Un mythe répandu : les hommes ne regardent pas le football féminin parce qu'il est "lent" et "pas spectaculaire". En réalité, la vitesse du football féminin est inférieure, mais l'intelligence du jeu est supérieure. Les supporters masculins qui sont bien informés de la tactique apprécient cela. Un autre mythe : les femmes sur les tribunes sont attirées uniquement par l'apparence des joueurs. C'est une simplification offensante. Oui, il y a des groupes de fans adolescentes orientés vers les idoles, mais il en existe aussi dans le football masculin. Un troisième mythe : on regarde le football féminin uniquement dans les pays où il est développé (États-Unis, Allemagne, Angleterre). Mais par exemple, au Brésil et au Japon, la proportion de spectateurs masculins atteint jusqu'à 65%.

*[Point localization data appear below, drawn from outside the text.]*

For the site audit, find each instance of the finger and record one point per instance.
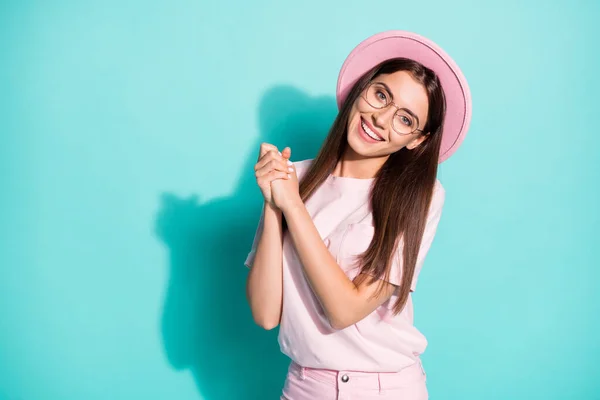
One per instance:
(265, 148)
(268, 157)
(274, 165)
(271, 176)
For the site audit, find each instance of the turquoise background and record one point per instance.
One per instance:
(129, 130)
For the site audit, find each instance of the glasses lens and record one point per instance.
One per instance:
(377, 96)
(404, 123)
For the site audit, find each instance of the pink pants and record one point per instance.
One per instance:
(320, 384)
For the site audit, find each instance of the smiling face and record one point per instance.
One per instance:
(378, 132)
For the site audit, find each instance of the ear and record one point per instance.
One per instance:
(416, 141)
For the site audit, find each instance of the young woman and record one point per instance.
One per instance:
(342, 237)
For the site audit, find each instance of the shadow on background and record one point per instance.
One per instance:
(206, 323)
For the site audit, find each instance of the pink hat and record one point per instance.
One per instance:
(394, 44)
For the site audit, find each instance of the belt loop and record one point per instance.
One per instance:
(381, 391)
(421, 365)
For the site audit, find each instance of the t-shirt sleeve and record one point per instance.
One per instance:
(301, 167)
(433, 218)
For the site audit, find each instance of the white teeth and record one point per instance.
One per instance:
(369, 132)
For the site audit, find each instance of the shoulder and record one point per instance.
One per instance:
(302, 167)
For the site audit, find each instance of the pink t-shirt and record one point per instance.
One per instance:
(381, 342)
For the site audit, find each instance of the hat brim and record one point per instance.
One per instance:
(395, 44)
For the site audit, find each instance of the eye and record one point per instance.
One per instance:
(381, 95)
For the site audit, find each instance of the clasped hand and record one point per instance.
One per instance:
(276, 178)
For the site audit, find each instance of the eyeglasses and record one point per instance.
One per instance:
(404, 121)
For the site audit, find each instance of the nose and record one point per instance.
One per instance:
(382, 118)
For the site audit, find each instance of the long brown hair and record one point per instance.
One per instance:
(403, 186)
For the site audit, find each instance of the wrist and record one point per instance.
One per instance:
(293, 206)
(270, 207)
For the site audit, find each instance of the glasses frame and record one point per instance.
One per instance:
(391, 103)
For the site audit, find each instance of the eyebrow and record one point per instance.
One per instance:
(387, 88)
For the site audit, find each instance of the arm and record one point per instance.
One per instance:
(344, 302)
(264, 287)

Dans les États-Unis, le football féminin (le football y est le sport féminin n°1) est regardé principalement par des femmes et des adolescentes. Les hommes sont plus attachés au football américain. En Europe, le平衡 est plus équilibré. En Angleterre, les hommes sont légèrement plus nombreux que les femmes sur les matches de la Super League féminine (52% contre 48%). En Allemagne, les femmes représentent 55%. En Scandinavie, le football féminin est perçu comme une partie naturelle de la société, et le fossé de genre est minime. En Amérique latine, un niveau traditionnellement élevé de "machisme" joue : les hommes ne reconnaissent rarement qu'ils regardent le football féminin, mais les audiences télévisées montrent le contraire - ils le regardent, mais ne le révèlent pas.

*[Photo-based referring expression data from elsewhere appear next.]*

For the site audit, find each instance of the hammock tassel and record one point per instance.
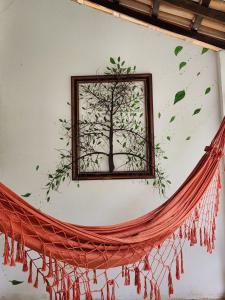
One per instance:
(30, 279)
(6, 251)
(137, 281)
(12, 264)
(50, 268)
(77, 289)
(200, 233)
(181, 262)
(102, 295)
(180, 233)
(19, 254)
(25, 264)
(151, 290)
(123, 272)
(177, 268)
(49, 290)
(36, 280)
(108, 292)
(127, 276)
(147, 266)
(95, 281)
(145, 288)
(44, 265)
(170, 284)
(113, 297)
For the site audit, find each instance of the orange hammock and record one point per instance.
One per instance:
(74, 260)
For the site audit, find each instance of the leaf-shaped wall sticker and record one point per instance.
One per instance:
(26, 195)
(197, 111)
(112, 61)
(182, 64)
(172, 119)
(207, 90)
(204, 50)
(15, 282)
(179, 96)
(177, 50)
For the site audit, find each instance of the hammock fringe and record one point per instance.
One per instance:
(74, 261)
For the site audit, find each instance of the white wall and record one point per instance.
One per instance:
(42, 44)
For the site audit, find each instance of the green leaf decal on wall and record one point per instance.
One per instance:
(26, 195)
(182, 64)
(207, 90)
(177, 50)
(197, 111)
(204, 50)
(15, 282)
(172, 119)
(112, 61)
(179, 96)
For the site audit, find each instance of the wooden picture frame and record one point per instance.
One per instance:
(121, 124)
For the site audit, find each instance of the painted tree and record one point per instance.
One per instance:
(112, 131)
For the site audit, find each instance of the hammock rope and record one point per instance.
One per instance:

Prenez Mario, 34 ans, tourneur de 34 ans de Porto. Il reconnaît : "Je suis fan de "Benfica" (équipe masculine), mais ma fille m'a conduit à un match de l'équipe féminine. J'attendais la bore, mais je suis tombé dans un vrai rush. Maintenant, je ne rate pas les derbys de la Ligue féminine". Et Anna, 28 ans, étudiante de Minsk : "Je regarde le football féminin parce que le football masculin semble trop commercial. Il y a des légionnaires, des millionnaires, mais ici on voit l'âme. Mais je vais aux matches avec un garçon, il est aussi fan". Et Ilya, 45 ans, professeur d'éducation physique : "Mes élèves jouent au football, et je suis devenu spectateur des championnats féminins pour comprendre les tendances. Avant, je ne connaissais que Messi, maintenant - Morgan, Renar, Harder".

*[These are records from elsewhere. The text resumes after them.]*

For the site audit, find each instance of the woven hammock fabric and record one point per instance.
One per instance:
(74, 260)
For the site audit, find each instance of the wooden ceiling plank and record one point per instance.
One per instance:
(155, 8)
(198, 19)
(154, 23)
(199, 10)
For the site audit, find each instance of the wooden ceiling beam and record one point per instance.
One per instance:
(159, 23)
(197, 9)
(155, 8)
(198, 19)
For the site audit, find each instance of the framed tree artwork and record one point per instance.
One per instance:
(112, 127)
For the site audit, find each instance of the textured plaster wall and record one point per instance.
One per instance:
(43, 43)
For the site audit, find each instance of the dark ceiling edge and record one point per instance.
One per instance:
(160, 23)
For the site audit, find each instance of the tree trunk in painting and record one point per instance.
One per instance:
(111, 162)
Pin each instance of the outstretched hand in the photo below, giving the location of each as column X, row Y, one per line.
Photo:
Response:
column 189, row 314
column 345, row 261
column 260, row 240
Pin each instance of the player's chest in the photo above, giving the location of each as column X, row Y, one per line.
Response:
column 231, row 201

C'est les hommes qui achètent le plus souvent les abonnements pour la saison entière et dépensent de l'argent pour l'accessoires. Cela s'explique par la tradition : les hommes investissent plus dans la consommation sportive. Mais les femmes viennent plus souvent aux matches en groupe (un billet pour quatre). Cependant, les femmes sont plus ouvertes aux formats expérimentaux (secteurs familiaux, pique-niques sur le stade). Les hommes sont plus conservateurs dans le choix de leur place : ils ont besoin d'un secteur de soutien actif où ils peuvent crier et rester debout.
En 2026, il est ridicule de se demander "quoi c'est ce sport". Le football féminin est suivi par tout le monde : des pères avec leurs filles, des garçons avec leurs filles, des amies sans garçons, des grand-pères avec leurs petites-filles. Le partage de genre disparaît. Ce qui compte, c'est ce qui attire - la pureté du jeu, la dramaturgie, la vitesse, l'empathie. Les marketing ne divisent plus l'audience en "féminine" et "masculine" et commencent à les diviser par valeurs. Et la vérité, c'est que quand le ballon entre dans le filet, il n'y a pas d'importance qui crie sur la tribune. Tous crient aussi fort.